La Constitución declara que el Ecuador es un “Estado de derechos y justicia”, que su primer deber es la defensa de los derechos, que las autoridades deben garantizar su cumplimiento, que los principios y los derechos son irrenunciables, inalienables, indivisibles e interdependientes, que será inconstitucional cualquier acción u omisión que menoscabe el ejercicio de los derechos; que los derechos se podrán ejercer y exigir ante las autoridades competentes. Y bla, bla, bla.
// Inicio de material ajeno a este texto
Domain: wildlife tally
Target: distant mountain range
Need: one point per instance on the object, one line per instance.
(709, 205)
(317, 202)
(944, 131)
Sin embargo, ¿dónde están mis derechos a la vida, a la integridad, a la libertad, a la movilización, a la propiedad?, ¿dónde está el derecho a desarrollar actividades económicas, a una mínima seguridad, a un ápice de certeza, a un retazo de paz? ¿Quién me ampara? Pregunto, porque, como tantos ecuatorianos, me siento inerme, agredido, impotente. Siento que quienes no estamos en las jugadas del poder o en el malabarismo de las negociaciones, somos prescindibles, somos la clase de los tontos útiles, que sirve para votar cuando el discurso electoral nos convoca, o para pagar los impuestos que se inventan y las contribuciones que salen del magín de los sabios.
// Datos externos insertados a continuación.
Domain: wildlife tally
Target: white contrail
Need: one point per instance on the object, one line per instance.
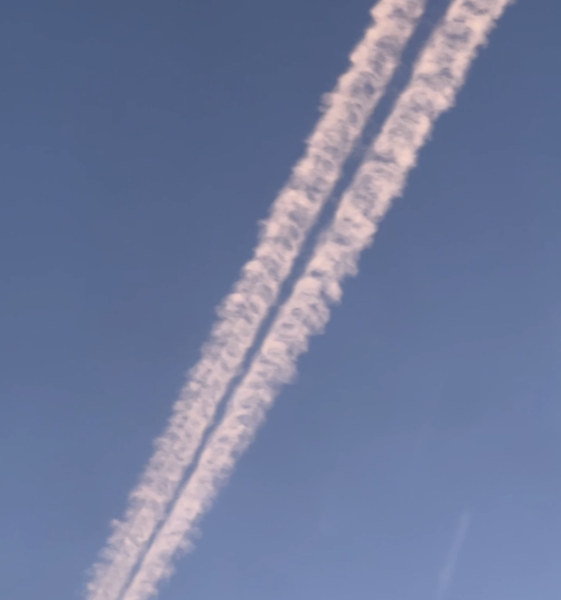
(447, 572)
(241, 314)
(438, 74)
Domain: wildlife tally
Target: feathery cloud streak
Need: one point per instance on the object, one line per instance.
(241, 314)
(447, 572)
(438, 74)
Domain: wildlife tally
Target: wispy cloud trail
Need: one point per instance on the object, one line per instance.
(241, 314)
(438, 74)
(447, 572)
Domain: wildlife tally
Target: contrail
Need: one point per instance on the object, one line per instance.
(437, 76)
(373, 62)
(447, 572)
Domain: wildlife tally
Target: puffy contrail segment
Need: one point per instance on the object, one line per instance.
(295, 210)
(437, 76)
(447, 573)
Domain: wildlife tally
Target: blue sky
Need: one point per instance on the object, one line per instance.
(140, 145)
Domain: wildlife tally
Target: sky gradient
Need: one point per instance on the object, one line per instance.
(141, 144)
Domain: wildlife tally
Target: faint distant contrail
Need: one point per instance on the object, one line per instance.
(447, 572)
(438, 74)
(295, 210)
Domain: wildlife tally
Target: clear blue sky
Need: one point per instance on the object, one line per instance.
(140, 143)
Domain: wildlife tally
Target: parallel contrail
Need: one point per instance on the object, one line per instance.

Pregunto por mis derechos, porque ellos expresan la dignidad que distingue a las personas, pregunto porque el “Estado garante”, ese que proclama la Constitución que fundó el país de la felicidad, se ha esfumado para convertirse en rehén de conflictos que le abruman, en administrador de imposiciones de grupos que exigen cada cual lo suyo, a ritmo de grito y pedrada. Pregunto, porque la legalidad se diluye, las instituciones agonizan, y porque, a estas alturas de la tragicomedia, la representación política no pasa de ser una ficción. Pregunto porque siento que mis derechos se pierden entre la incertidumbre y el asombro.
El Estado está en crisis, aquí y en España. El particularismo y la acción directa, por fuera de la ley y las instituciones, entierran a la racionalidad política, al sentido común y la prudencia. La violencia es el método. La intransigencia es el estilo. La tolerancia y la solidaridad son las grandes ausentes. La opinión es ahora una telaraña de las noticias falsas que prosperan en las redes.
No es prudente ni responsable olvidar lo que vivimos. Están sembrados el miedo, la discordia, la desconfianza. Nada de eso ha muerto, late en muchos gestos, anida en las palabras, en las amenazas, en los discursos. Está en entredicho la fe en las instituciones. Quedó por los suelos, entre las cenizas y los escombros de una ciudad agredida, el principio de autoridad.
En semejantes circunstancias, quizá el camino esté en decir la verdad, en apostar por la tolerancia y la sensatez. Quizá esté en no caer en la estúpida tentación de las refundaciones, las mentiras, los puños levantados y el odio.